CLÍNICA SANTA EMILIA on Instagram: "⚕️𝐏𝐫𝐮𝐞𝐛𝐚𝐬 𝐝𝐞 𝐀𝐧𝐭í𝐠𝐞𝐧o𝐬 - 𝐂𝐥í𝐧𝐢𝐜𝐚 𝐒𝐚𝐧𝐭𝐚 𝐄𝐦𝐢𝐥𝐢𝐚 🏥🩺 ✅ Debido a la coyuntura en la que estamos viviendo, especialmente en el norte del país, la Clínica Santa Emilia se preocupa por usted y ha incorporado un programa en sus servicios, el cuál está orientado a 𝐝𝐞𝐬𝐜𝐚𝐫𝐭𝐚𝐫 𝐥𝐚 𝐩𝐫𝐞𝐬𝐞𝐧𝐜𝐢𝐚 𝐝𝐞𝐥 𝐂𝐨𝐯𝐢𝐝-𝟏𝟗 en las personas o familias ante la presunción o síntomas de la enfermedad. Es importante 𝐝𝐞𝐭𝐞𝐜𝐭𝐚𝐫 𝐥𝐚 𝐞𝐧𝐟𝐞𝐫𝐦𝐞𝐝𝐚𝐝 𝐚 𝐭𝐢𝐞𝐦𝐩𝐨 para aplicar los protocolos correspondientes y evitar el contagio entre más personas. ✅ Ahora usted puede realizar su prueba en nuestros laboratorios. ✅ Nuestras Pruebas están debidamente certificados y autorizados por el Ministerios de Salud. ✅ PRUEBA DE 𝐀𝐍𝐓Í𝐆𝐄𝐍𝐎𝐒 ( Hisopados) 🎯 Resultados = 20 MINUTOS. 𝐋𝐨𝐬 𝐞𝐬𝐩𝐞𝐫𝐚𝐦𝐨𝐬! 🎊🎊😁😁😁 𝐂𝐋Í𝐍𝐈𝐂𝐀 𝐒𝐀𝐍𝐓𝐀 𝐄𝐌𝐈𝐋𝐈𝐀 - 𝐒𝐄𝐆𝐔𝐑𝐈𝐃𝐀𝐃 𝐘 𝐂𝐎𝐍𝐅𝐈𝐀𝐍𝐙𝐀 👉🏽SOLICITA INFORMACIÓN ➖➖➖➖➖➖➖➖➖ 📍Ubícanos en: 🏣Calle San Miguel 225 Urb. Santa Isabel - Piura https://goo.gl/maps/4dwomriZ8tmJ5Su96 🆗WhatsApp: +51 968 870 939 🛃Correo: [email protected] 🌐Sitio Oficial: http://www.clinicasantaemilia.com/ 🇵🇪🇵🇪🇵🇪WhatsApp aquí 👇👇👇 ╔════════════════╗ https://tinyurl.com/clisanta ╚════════════════╝ #piura #antígenos #clínicaSantaemilia #saludprevención"

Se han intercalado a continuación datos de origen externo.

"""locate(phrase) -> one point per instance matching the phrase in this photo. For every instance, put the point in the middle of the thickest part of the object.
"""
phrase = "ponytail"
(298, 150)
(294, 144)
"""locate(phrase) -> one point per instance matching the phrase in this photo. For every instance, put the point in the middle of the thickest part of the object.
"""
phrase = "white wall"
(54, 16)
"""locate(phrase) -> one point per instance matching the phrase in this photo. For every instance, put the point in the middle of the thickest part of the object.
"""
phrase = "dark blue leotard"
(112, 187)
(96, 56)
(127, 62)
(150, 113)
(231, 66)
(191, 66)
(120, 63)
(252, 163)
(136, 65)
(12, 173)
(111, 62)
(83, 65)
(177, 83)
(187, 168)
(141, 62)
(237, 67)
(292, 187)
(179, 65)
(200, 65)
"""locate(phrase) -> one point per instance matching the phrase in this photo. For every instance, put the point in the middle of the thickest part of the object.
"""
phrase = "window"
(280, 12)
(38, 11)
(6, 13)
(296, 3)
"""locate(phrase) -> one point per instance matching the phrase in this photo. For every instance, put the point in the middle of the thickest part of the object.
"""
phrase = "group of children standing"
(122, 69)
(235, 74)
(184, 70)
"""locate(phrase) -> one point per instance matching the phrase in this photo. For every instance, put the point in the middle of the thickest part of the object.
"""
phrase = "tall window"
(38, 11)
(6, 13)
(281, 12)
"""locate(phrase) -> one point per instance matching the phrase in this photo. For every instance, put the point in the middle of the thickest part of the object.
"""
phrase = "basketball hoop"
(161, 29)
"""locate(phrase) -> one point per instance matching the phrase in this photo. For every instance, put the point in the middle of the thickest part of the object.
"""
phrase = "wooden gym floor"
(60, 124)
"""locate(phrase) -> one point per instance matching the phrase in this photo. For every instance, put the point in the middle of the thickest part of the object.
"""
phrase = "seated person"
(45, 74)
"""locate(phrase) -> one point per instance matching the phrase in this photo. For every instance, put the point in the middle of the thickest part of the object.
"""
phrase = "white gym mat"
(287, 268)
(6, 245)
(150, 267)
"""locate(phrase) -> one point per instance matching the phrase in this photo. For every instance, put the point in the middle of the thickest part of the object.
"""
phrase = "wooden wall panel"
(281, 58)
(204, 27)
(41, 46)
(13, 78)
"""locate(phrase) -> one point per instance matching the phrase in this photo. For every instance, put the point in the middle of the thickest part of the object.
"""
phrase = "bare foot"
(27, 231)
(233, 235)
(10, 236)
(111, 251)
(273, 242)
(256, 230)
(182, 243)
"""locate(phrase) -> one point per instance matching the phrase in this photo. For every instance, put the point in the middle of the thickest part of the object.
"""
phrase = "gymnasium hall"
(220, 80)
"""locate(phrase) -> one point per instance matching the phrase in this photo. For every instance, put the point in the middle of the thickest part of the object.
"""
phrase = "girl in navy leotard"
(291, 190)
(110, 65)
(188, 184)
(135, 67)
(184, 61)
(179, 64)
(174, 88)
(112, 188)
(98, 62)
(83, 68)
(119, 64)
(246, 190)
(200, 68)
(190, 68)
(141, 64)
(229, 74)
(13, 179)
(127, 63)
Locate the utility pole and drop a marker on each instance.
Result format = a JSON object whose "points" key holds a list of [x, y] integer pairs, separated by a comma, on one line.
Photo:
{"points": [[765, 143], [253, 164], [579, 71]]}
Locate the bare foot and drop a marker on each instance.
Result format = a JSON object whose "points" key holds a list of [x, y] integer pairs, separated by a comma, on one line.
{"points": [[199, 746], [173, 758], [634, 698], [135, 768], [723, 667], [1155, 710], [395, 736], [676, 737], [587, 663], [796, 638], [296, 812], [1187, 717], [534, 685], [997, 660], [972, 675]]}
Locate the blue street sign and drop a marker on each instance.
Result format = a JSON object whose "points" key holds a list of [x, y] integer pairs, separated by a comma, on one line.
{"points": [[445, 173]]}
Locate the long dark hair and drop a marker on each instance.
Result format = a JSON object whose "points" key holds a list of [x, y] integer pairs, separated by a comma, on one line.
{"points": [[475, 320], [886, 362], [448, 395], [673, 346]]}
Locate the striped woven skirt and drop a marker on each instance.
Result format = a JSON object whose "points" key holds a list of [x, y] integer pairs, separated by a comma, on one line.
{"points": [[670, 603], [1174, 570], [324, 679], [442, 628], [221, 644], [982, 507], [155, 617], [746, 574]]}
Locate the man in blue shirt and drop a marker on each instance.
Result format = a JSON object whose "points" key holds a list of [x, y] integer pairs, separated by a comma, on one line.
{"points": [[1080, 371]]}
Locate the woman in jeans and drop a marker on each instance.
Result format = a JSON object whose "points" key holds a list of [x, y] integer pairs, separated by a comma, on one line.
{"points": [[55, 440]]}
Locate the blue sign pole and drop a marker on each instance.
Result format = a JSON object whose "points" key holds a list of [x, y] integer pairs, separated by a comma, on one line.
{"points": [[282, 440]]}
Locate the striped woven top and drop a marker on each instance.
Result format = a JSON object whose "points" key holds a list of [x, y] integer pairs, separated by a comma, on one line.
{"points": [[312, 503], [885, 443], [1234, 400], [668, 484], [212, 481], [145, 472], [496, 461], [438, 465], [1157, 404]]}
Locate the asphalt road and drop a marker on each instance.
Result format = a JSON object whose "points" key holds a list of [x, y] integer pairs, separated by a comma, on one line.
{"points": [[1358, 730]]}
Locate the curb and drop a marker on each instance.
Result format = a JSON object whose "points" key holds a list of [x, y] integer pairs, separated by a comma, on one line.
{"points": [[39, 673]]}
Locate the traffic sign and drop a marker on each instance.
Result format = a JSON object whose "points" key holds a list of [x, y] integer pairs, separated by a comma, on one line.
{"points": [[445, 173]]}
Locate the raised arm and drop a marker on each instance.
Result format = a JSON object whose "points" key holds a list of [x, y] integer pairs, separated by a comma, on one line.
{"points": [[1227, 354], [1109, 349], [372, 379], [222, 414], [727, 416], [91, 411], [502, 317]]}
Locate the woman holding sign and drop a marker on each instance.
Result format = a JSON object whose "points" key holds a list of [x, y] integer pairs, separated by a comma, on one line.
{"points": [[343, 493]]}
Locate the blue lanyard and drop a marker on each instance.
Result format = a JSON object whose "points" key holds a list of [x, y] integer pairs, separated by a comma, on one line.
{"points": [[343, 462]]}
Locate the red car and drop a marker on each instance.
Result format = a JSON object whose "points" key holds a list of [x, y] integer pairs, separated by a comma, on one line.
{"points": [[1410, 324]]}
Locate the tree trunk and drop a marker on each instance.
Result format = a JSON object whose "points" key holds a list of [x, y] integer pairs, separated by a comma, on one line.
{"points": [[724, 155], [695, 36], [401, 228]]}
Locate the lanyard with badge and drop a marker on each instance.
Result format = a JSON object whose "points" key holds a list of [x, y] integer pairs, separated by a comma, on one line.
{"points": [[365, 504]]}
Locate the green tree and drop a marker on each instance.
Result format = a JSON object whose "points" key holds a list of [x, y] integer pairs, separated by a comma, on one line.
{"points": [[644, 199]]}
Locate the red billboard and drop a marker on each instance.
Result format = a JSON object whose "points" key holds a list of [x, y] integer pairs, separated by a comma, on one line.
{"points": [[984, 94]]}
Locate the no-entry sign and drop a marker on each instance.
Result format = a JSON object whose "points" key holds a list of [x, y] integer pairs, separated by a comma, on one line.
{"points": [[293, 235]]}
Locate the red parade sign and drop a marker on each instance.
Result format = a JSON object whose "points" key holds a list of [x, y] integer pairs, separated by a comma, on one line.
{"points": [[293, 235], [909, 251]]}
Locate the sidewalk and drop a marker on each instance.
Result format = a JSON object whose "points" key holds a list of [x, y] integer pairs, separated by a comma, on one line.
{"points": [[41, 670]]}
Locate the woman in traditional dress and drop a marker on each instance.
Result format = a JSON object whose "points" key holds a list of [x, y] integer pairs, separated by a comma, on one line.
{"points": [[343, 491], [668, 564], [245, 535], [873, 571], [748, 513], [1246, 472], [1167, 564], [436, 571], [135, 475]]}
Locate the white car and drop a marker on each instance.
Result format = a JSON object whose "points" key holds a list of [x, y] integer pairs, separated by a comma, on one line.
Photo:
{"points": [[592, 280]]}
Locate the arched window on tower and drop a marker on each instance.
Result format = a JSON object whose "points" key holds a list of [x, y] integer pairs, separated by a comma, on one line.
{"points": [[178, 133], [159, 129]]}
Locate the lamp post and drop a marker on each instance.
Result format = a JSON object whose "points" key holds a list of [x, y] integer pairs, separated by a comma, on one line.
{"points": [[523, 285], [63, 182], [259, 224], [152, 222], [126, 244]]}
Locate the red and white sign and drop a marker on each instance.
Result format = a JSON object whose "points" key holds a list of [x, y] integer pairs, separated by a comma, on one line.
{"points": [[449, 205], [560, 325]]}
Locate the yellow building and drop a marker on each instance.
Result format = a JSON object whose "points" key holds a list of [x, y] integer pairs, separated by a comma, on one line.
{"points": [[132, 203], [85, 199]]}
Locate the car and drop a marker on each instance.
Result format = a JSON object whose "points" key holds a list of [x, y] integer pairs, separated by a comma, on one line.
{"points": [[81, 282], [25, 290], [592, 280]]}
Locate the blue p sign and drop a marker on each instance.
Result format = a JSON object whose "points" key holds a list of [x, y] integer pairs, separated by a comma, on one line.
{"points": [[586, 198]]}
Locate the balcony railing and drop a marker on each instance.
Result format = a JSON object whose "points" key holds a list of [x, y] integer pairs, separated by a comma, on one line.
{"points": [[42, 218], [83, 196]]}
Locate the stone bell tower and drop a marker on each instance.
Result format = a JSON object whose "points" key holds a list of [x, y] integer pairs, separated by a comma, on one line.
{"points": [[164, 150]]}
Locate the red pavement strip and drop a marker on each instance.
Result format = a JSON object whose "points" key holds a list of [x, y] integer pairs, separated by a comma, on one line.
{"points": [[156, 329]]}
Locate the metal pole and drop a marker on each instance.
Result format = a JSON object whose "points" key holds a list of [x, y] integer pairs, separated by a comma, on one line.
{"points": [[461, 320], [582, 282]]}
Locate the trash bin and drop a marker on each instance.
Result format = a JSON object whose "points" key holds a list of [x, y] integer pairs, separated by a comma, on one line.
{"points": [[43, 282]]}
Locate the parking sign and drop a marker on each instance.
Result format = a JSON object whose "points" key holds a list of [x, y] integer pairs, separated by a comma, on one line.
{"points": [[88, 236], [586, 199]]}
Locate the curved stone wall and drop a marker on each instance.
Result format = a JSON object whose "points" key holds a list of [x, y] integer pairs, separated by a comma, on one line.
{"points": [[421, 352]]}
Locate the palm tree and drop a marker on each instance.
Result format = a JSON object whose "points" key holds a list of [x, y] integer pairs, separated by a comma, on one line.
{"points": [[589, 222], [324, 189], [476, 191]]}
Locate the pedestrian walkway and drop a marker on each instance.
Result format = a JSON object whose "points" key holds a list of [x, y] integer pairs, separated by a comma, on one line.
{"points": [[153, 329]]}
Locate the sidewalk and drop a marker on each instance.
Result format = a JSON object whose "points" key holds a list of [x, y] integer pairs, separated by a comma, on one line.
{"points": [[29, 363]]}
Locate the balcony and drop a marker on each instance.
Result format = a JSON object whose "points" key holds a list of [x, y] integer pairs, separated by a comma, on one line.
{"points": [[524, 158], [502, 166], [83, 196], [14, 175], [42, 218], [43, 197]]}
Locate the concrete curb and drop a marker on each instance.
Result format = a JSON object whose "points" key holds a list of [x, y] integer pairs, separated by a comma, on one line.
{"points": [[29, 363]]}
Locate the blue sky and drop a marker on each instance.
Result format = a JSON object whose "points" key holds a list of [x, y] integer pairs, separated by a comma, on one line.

CLÍNICA SANTA EMILIA shared a post on Instagram: "⚕️𝐏𝐫𝐮𝐞𝐛𝐚𝐬 𝐝𝐞 𝐀𝐧𝐭í𝐠𝐞𝐧o𝐬 - 𝐂𝐥í𝐧𝐢𝐜𝐚 𝐒𝐚𝐧𝐭𝐚 𝐄𝐦𝐢𝐥𝐢𝐚 🏥🩺 ✅ Debido a la coyuntura en la que estamos viviendo, especialmente en el norte del país, la Clínica Santa Emilia se preocupa por usted y ha incorporado un programa en sus servicios, el cuál está...




www.instagram.com


----------



## sebvill (Apr 13, 2005)

Cuando Piura llegue a tener la cantidad de edificios de Trujillo, la calidad de edificios de Arequipa y la altura de los edificios de Huancayo se va a ver mas linda que todas en las panorámicas gracias a lo verde y plana que es.


----------



## SKyPeru3 (May 3, 2020)

sebvill said:


> Cuando Piura llegue a tener la cantidad de edificios de Trujillo, la calidad de edificios de Arequipa y la altura de los edificios de Huancayo se va a ver mas linda que todas en las panorámicas gracias a lo verde y plana que es.


En realidad el fuerte de los edificios de Piura es la Estética > al ser nuevos tienen un diseño moderno algunos tienen lunas polarizadas o muro cortina con buenos colores y en avenidas anchas de 4 carriles, ademas el skyline mejorará con los edificios Auna y el hospital de alta complejidad aparte de la torre centrika de 15 pisos.


----------



## Skypiura (May 5, 2005)

sebvill said:


> Cuando Piura llegue a tener la cantidad de edificios de Trujillo, la calidad de edificios de Arequipa y la altura de los edificios de Huancayo se va a ver mas linda que todas en las panorámicas gracias a lo verde y plana que es.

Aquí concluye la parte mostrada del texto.